The shops are notable not for what is inside them but what is not: there are no tills, and shoppers can just walk out with whatever they want to buy.

Amazon is able to do so because of a complicated network of cameras, sensors and artificial intelligence that is as much like a driverless car as it is a corner shop.

The company refers to the system as “Just Walk Out” technology – which is precisely what is intended to do.

As a customer, the technology works very simply, despite the complexities that underpin it. Customers head to the shop, scan the Amazon app so that it knows who you are and where to charge you, pick items from the shelves, and then walk out.

Everything else is handled automatically, down to the receipt that will pop up on the phone for checking. Amazon is so confident that it says you should not need to check, and that it will not ask you to pay for anything that it missed.

That is despite the fact you can browse and shop in the same way you normally would. You can pick items up and put them back on the shelf, for instance, and do not need to make any effort to show the cameras the thing you bought.

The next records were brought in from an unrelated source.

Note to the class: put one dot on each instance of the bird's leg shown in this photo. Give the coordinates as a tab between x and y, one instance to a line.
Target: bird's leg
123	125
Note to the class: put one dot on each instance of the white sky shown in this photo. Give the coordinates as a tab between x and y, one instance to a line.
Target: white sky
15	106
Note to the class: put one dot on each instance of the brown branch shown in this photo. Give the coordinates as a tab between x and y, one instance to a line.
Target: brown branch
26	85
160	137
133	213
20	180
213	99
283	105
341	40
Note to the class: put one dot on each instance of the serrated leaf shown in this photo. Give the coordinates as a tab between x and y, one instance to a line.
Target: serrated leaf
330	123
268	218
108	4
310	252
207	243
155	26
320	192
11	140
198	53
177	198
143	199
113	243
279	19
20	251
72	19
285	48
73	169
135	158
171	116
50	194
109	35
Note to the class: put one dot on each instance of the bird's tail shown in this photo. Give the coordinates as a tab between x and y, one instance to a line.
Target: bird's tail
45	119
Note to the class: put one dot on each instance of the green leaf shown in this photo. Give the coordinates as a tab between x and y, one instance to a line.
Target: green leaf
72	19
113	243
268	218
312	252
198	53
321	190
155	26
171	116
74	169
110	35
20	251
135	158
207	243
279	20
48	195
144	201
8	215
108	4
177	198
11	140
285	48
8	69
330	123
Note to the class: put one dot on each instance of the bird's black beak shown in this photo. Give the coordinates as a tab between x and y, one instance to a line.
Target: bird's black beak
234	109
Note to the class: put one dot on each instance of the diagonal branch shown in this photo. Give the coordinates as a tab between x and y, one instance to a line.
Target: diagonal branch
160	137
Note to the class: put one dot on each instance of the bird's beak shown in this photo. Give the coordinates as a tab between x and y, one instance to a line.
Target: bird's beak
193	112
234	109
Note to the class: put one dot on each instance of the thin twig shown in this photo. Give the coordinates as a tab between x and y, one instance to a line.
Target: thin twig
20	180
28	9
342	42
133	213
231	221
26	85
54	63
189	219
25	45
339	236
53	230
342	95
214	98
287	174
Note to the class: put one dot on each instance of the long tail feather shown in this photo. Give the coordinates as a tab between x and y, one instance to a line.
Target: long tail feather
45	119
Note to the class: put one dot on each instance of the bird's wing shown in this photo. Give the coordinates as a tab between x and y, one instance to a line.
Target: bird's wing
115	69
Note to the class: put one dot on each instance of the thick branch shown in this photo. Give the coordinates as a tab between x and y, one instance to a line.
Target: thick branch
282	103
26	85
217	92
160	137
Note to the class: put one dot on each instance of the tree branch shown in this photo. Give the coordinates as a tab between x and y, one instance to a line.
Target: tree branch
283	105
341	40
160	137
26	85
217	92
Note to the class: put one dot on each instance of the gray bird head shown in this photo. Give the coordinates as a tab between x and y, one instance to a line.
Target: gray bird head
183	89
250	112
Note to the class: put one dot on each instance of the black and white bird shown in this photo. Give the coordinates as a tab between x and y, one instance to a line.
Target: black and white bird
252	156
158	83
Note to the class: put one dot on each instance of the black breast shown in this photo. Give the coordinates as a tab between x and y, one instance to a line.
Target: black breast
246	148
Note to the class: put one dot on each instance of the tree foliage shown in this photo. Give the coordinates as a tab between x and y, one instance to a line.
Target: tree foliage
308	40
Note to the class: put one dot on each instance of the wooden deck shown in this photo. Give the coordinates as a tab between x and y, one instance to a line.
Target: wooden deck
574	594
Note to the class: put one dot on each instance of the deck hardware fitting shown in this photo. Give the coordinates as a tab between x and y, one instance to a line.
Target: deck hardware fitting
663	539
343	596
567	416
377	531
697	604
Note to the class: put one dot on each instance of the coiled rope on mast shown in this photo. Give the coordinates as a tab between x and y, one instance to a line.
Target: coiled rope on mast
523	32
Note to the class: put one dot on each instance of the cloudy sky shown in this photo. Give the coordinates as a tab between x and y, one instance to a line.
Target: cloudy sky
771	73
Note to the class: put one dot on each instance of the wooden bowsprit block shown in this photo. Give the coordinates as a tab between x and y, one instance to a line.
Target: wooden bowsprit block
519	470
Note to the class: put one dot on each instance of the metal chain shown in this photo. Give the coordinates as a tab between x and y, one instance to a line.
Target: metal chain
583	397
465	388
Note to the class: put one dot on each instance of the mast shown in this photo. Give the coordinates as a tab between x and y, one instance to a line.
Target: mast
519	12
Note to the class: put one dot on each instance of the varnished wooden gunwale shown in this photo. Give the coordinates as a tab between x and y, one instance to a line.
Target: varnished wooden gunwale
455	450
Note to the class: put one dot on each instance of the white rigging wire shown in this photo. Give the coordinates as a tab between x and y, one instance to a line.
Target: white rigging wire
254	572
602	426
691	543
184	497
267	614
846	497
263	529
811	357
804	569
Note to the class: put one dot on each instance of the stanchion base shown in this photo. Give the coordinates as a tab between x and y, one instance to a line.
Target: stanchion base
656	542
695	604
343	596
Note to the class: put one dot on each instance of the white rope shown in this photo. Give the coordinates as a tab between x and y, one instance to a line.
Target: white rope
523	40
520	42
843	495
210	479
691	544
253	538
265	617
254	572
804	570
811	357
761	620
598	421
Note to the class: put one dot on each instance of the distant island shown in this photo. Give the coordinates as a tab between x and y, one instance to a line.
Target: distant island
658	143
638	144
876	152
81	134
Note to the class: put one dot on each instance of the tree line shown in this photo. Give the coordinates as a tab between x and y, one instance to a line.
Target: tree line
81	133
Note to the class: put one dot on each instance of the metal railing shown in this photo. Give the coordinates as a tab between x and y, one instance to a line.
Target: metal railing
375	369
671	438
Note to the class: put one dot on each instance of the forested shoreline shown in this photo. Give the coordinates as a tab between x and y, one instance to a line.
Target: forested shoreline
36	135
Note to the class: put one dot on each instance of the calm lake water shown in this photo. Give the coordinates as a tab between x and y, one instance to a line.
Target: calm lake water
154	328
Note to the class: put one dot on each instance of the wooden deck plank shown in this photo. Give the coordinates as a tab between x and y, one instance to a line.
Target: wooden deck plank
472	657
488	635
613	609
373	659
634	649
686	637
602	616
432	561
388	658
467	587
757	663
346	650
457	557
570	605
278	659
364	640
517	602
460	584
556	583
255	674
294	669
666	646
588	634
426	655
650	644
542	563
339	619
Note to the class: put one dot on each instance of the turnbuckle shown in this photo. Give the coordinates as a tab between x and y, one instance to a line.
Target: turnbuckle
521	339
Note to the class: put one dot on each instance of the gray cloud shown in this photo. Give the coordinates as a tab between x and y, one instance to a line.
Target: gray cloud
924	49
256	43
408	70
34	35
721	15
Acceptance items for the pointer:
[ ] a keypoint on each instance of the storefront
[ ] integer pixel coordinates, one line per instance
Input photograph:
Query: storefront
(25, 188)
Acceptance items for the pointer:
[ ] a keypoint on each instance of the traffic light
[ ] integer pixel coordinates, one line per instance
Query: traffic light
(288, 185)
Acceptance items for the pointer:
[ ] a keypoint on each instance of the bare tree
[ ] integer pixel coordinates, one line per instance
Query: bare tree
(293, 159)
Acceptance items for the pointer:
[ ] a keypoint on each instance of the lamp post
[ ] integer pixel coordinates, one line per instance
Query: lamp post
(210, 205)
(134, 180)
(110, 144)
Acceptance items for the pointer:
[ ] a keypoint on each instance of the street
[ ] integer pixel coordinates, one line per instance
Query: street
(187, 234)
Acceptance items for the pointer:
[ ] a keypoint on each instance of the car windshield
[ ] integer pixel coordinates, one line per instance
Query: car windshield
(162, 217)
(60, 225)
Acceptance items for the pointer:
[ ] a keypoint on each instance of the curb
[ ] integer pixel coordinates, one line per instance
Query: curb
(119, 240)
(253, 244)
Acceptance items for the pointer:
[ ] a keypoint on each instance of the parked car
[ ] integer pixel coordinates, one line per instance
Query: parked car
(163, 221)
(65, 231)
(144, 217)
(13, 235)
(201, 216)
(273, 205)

That simplicity is underpinned by overwhelming complexity, however. While you are doing your normal shop, a whole suite of cameras mounted in the ceiling are watching what you are doing and adding anything relevant to your bill.

Amazon is fairly reticent about describing how exactly all of this technology works. Even though it sells the “Just Walk Out” tools to other retailers, it is cagey about what those tools actually are.

Its website details only the fact that it uses “computer vision, sensor fusion, and deep learning”, and that it relies on “a combination of sophisticated technologies to determine ‘who took what’ from the store”.

Some details have been revealed in patent filings that showed the company was using a system of cameras and sensors to track them, but it is not clear how exactly the final iteration is put together.

The mysterious nature of what it is doing, and the uncanny accuracy with which it is able to track shoppers, has led to concerns that the technology could also be used for profiling or tracking.

Amazon has stressed that it does not use facial recognition to work, and encourages retailers who buy the Just Walk Out technology to encourage customers to think of it in a similar way to the security cameras that are used just about everywhere in the UK.